Ce magistrat a rendu compte des plaidoiries dans le délibéré de la cour, composée de :
Monsieur Raphaël TRARIEUX, Président,
Madame Séverine ROMI, Conseillère,
Madame Marie-Cécile MOULIN-ZYS, Conseillère,
Greffier, lors des débats : Madame Kalliopi CAPO-CHICHI,
****************
Mme [O] est propriétaire du lot n° 1 dans un immeuble sis [Adresse 5] à [Localité 11], soumis au statut de la copropriété.
Des charges étant demeurées impayées, par acte en date du 24 novembre 2023, le syndicat des copropriétaires de l’immeuble sis [Adresse 2] à Courbevoie, ci-après dénommé 'le syndicat des copropriétaires', a assigné Mme [O] devant le Tribunal de proximité de Courbevoie, sollicitant sa condamnation au paiement de la somme de 1 032, 08 euros au titre des charges, outre 116 euros au titre des frais de recouvrement, avec intérêts au taux légal à compter du 14 novembre 2023 et capitalisation desdits intérêts, 3 000 euros à titre de dommages-intérêts et 1 500 euros en application de l’article 700 du code de procédure civile.
Par jugement réputé contradictoire en date du 25 juin 2024, le Tribunal de proximité de Courbevoie a :
— condamné Mme [O] à payer au syndicat des copropriétaires la somme de 1 030,51 euros, au titre des charges de copropriété dues au 1er avril 2024 inclus, avec intérêts au taux légal à compter du 16 décembre 2022 ;
— rejeté la demande de capitalisation des intérêts ;
— condamné Mme [O] à payer au syndicat des copropriétaires la somme de 12 euros au titre des frais de recouvrement ;
— condamné Mme [O] à payer au syndicat des copropriétaires la somme de 200 euros à titre de dommages-intérêts ;
— condamné Mme [O] au paiement de la somme de 500 euros en application de l’article 700 du code de procédure civile ;
— débouté les parties de leurs autres demandes ;
— condamné Mme [O] aux dépens ;
— rappelé que le jugement bénéficie de l’exécution provisoire de droit.

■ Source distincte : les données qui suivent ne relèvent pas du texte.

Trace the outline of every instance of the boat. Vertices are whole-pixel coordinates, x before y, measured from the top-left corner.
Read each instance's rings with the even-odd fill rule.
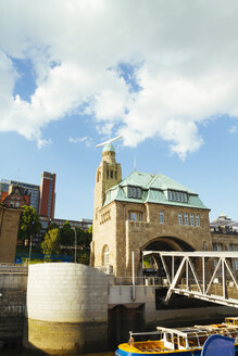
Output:
[[[238,317],[226,317],[224,323],[238,327]]]
[[[235,352],[238,355],[238,325],[214,323],[178,329],[158,327],[153,332],[129,332],[129,341],[118,345],[115,356],[136,355],[201,355],[208,338],[214,334],[235,339]],[[135,339],[150,338],[147,341]]]

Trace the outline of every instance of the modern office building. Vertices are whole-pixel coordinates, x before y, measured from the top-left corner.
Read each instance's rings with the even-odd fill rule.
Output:
[[[22,181],[16,181],[16,180],[7,180],[7,179],[1,179],[0,182],[0,196],[2,195],[3,192],[10,193],[11,187],[20,187],[25,190],[26,195],[30,195],[29,198],[29,205],[35,208],[37,213],[39,213],[39,186],[36,185],[30,185],[30,183],[25,183]]]
[[[55,174],[43,171],[41,175],[40,186],[16,180],[1,179],[0,198],[5,195],[5,193],[10,194],[12,187],[18,187],[24,190],[25,195],[29,195],[29,205],[33,206],[40,216],[53,218],[55,203]]]
[[[43,171],[40,182],[40,204],[39,215],[54,217],[54,202],[55,202],[55,174]]]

Par déclaration en date du 25 septembre 2024, Mme [O] a relevé appel de ce jugement.
Selon ordonnance datée du 24 juin 2025, qui n’a pas été frappée d’un déféré, le conseiller de la mise en état a rejeté la fin de non-recevoir soulevée par le syndicat des copropriétaires, tirée de l’irrecevabilité de l’appel.
En ses conclusions notifiées le 19 décembre 2024, Mme [O] expose :
— que l’assignation est irrégulière car elle a été délivrée à [Localité 11], alors qu’elle avait quitté les lieux depuis le 9 octobre 2023 et que son nom ne figurait plus sur la boîte aux lettres ; que le commissaire de justice instrumentaire aurait dû dresser un acte dans les formes de l’article 659 du code de procédure civile ;
— qu’elle a payé au syndicat des copropriétaires la somme de 1 783,51 euros ; que les frais de recouvrement réclamés ne sont pas dus ; que l’intimé ne justifie pas de sa créance ;
— qu’il s’est rendu coupable d’une négligence fautive en lui délivrant l’assignation et en lui signifiant le jugement à une adresse qui était inexacte.
Mme [O] demande en conséquence à la Cour de :
— annuler le jugement ; subsidiairement l’infirmer ;
— débouter le syndicat des copropriétaires de ses prétentions ;
— le condamner au paiement de la somme de 3 000 euros à titre de dommages-intérêts pour préjudice moral ;
— le condamner au paiement de la somme de 5 000 euros en application de l’article 700 du code de procédure civile.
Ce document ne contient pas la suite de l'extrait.